The sight of the heads on pikes must have been unsettling for the prisoners arriving at the prison. A vision that accompanied them during the few days of life they had left, since very few came out of there alive.

Featured prisoners who passed through this gate

During the existence of this gate, thousands of prisoners passed through it, but there are some that stand out. Thus, during the time of the rule of the Tudor house, various recognized political prisoners passed through the Traitors’ Gate. Among these we can highlight Edward, Duke of Buckingham, Queen Anne Boleyn, Sir Thomas MoreQueen Catherine Howard or Princess Elizabeth —the future Elizabeth I—.

The tragic story of Queen Anne Boleyn tells that in 1536 she was taken to the Tower of London, accused of treason, adultery and incest. So too, the queen’s brother George Boleyn, Sir Henry Norris and Lord Rochford passed through this gate on charges of adultery with the queen.

During Anne Boleyn’s stay in the Tower of London, she went from resignation to hysteria and depression. Her execution was carried out on May 19, 1536. Her daughter, Princess Elizabeth, future Queen Elizabeth I, also passed through the Traitors’ Gatedue to her half-sister, Queen Mary, ordering her arrest believing she was involved in Wyatt’s rebellion.

Elizabeth was captured on Palm Sunday in the year 1554 and taken to the Tower of London to go through the Traitors’ Gate. Walking through the door, the memory of her mother’s execution must have been recurrent in Isabel’s mind, since this had happened only a few years before.

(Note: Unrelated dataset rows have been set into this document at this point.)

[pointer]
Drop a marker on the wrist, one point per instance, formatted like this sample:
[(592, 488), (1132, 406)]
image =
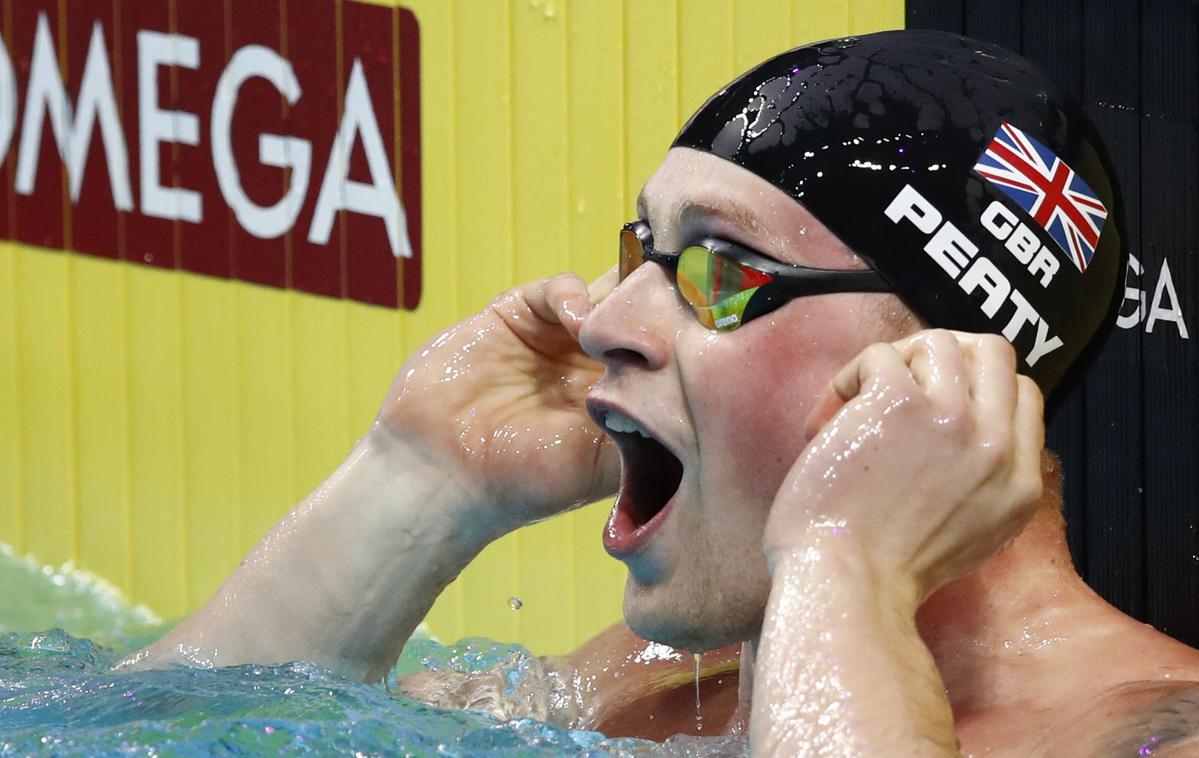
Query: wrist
[(830, 552), (419, 494)]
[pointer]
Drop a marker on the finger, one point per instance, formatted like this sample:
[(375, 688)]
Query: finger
[(1029, 433), (534, 296), (567, 298), (938, 364), (993, 378), (878, 362), (1029, 423)]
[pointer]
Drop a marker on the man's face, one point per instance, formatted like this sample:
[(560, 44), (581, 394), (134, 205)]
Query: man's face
[(724, 411)]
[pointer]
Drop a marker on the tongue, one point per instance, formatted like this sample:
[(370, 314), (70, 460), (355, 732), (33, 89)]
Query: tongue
[(654, 476)]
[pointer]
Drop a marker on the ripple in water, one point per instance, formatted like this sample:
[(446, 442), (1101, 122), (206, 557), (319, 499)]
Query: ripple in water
[(58, 695)]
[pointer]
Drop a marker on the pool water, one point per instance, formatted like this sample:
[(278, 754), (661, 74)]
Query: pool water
[(59, 697)]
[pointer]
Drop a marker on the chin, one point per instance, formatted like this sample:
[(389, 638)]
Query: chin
[(662, 615)]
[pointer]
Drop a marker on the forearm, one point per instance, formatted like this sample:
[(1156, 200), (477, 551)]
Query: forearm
[(841, 668), (345, 577)]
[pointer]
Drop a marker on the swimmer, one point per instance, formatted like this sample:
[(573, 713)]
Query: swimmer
[(839, 470)]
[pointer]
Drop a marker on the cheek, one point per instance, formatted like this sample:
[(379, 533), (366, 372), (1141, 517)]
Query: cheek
[(753, 417)]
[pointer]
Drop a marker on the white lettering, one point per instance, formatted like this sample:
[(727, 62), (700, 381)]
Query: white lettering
[(951, 248), (338, 192), (97, 100), (1132, 293), (1042, 347), (44, 95), (285, 152), (157, 126), (7, 101), (1023, 314), (992, 220), (983, 272), (1173, 312), (911, 205), (1023, 244), (1047, 264)]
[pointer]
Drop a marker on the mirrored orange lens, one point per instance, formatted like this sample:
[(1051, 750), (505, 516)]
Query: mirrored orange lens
[(717, 288), (631, 254)]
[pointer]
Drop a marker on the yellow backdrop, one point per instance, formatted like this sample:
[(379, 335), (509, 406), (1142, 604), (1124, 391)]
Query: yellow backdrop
[(156, 450)]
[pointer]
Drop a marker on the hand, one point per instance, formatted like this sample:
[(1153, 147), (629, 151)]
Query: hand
[(498, 402), (925, 453)]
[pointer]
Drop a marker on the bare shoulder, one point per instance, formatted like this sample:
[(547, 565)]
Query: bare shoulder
[(1157, 719)]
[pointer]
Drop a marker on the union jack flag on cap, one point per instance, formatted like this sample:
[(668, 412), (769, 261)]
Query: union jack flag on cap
[(1047, 188)]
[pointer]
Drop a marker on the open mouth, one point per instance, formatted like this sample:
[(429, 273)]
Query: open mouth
[(650, 473)]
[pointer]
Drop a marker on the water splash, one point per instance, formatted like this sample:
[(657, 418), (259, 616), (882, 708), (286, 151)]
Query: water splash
[(60, 695)]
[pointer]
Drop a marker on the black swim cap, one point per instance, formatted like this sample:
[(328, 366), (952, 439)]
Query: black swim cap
[(964, 176)]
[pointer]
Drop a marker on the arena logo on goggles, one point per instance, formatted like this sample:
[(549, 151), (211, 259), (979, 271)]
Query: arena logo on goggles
[(276, 143)]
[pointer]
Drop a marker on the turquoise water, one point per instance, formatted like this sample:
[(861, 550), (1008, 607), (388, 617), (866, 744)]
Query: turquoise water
[(58, 696)]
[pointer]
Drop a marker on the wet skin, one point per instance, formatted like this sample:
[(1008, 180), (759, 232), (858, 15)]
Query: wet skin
[(729, 407), (419, 498)]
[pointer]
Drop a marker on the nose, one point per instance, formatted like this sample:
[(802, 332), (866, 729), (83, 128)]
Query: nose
[(633, 325)]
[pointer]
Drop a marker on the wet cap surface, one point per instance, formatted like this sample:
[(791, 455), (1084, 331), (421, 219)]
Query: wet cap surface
[(969, 180)]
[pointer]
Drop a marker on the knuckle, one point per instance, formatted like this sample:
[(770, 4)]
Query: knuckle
[(1030, 389)]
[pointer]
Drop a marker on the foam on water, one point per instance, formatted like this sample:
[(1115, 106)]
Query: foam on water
[(58, 693)]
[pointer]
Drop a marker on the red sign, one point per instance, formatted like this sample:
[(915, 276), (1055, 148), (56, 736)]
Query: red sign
[(275, 143)]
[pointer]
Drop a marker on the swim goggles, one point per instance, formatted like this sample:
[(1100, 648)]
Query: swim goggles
[(727, 284)]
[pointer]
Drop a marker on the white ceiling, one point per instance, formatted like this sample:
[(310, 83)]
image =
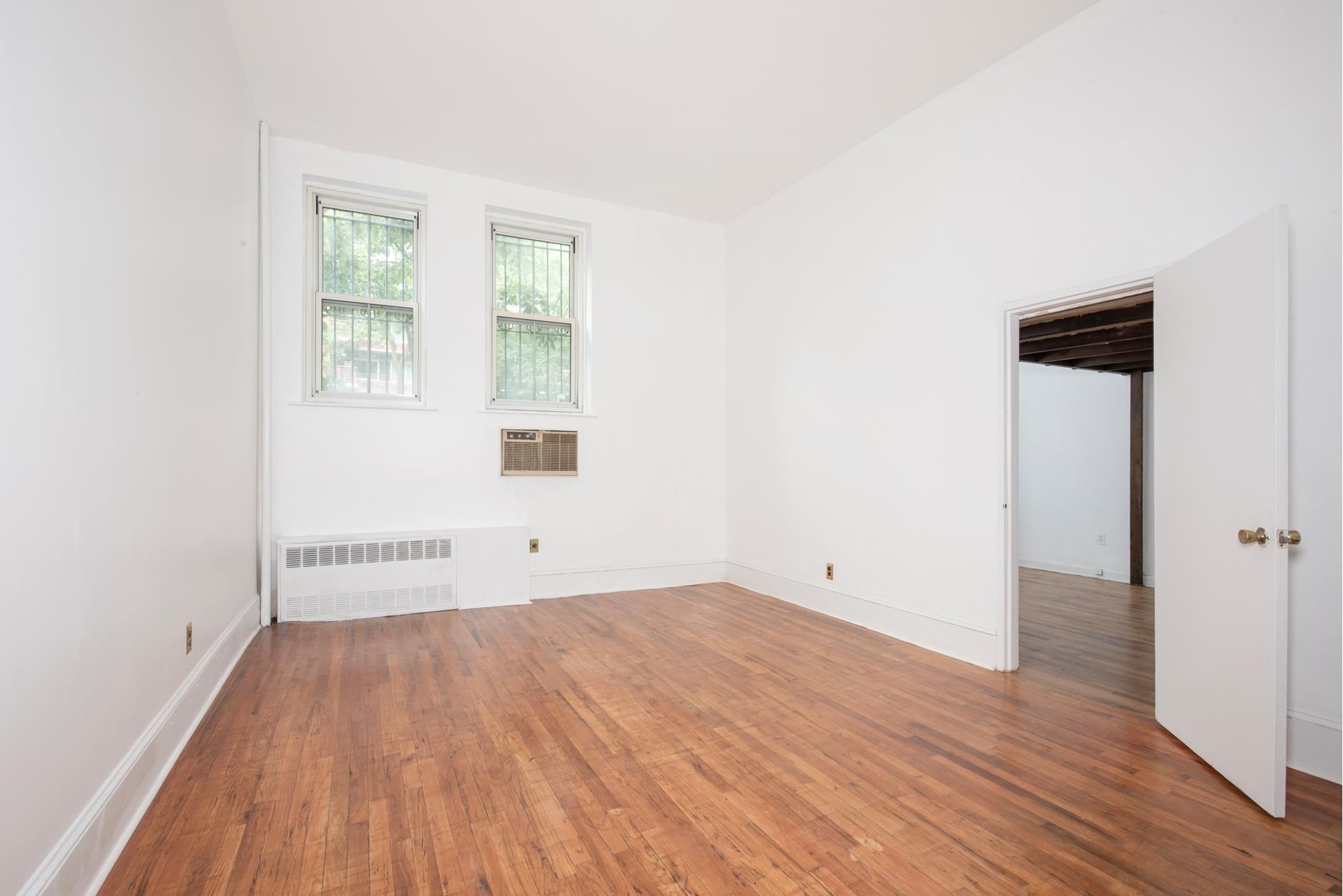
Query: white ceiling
[(697, 108)]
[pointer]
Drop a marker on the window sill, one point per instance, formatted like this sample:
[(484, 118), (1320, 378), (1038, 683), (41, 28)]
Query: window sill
[(535, 411), (381, 406)]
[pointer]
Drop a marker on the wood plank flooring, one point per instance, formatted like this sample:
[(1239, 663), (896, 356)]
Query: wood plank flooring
[(708, 741)]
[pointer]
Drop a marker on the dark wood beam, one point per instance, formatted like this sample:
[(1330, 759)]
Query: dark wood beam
[(1128, 367), (1109, 360), (1119, 347), (1135, 478), (1088, 322), (1095, 338)]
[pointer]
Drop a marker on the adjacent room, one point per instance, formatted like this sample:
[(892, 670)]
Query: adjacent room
[(1084, 495), (695, 449)]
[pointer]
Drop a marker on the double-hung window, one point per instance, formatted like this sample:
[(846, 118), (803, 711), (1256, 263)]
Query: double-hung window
[(367, 287), (537, 318)]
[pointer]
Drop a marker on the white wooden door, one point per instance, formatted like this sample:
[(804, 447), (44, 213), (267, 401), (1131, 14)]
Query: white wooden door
[(1221, 467)]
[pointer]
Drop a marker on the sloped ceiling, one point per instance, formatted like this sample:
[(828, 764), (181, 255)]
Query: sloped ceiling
[(699, 108)]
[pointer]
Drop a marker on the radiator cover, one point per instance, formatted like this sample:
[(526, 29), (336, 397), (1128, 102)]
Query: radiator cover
[(374, 574)]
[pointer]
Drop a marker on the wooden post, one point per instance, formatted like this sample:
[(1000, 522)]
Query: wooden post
[(1135, 477)]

Visit Traitors Gate and the Tower of London

During the first half of the 19th century, the outer arch of the door had to be bricked up, since the water level was constantly rising. At present, the Puerta de los Traidores is still walled up, but it is marked with the sign Entry to the Traitors’ Gate (‘entrance to the Gate of Traitors’).

This entrance can be seen with the naked eye from the opposite bank of the River Thames, but you will be able to see it better during the visit to the Tower of London. Thus, you will be able to get an idea of ​​what the last days of those convicted of attacking the crown were like.

Of course, you must be attentive, since the visiting hours of the Tower of London can vary according to the time of year, so we recommend you visit their website. It will undoubtedly be an unforgettable visit.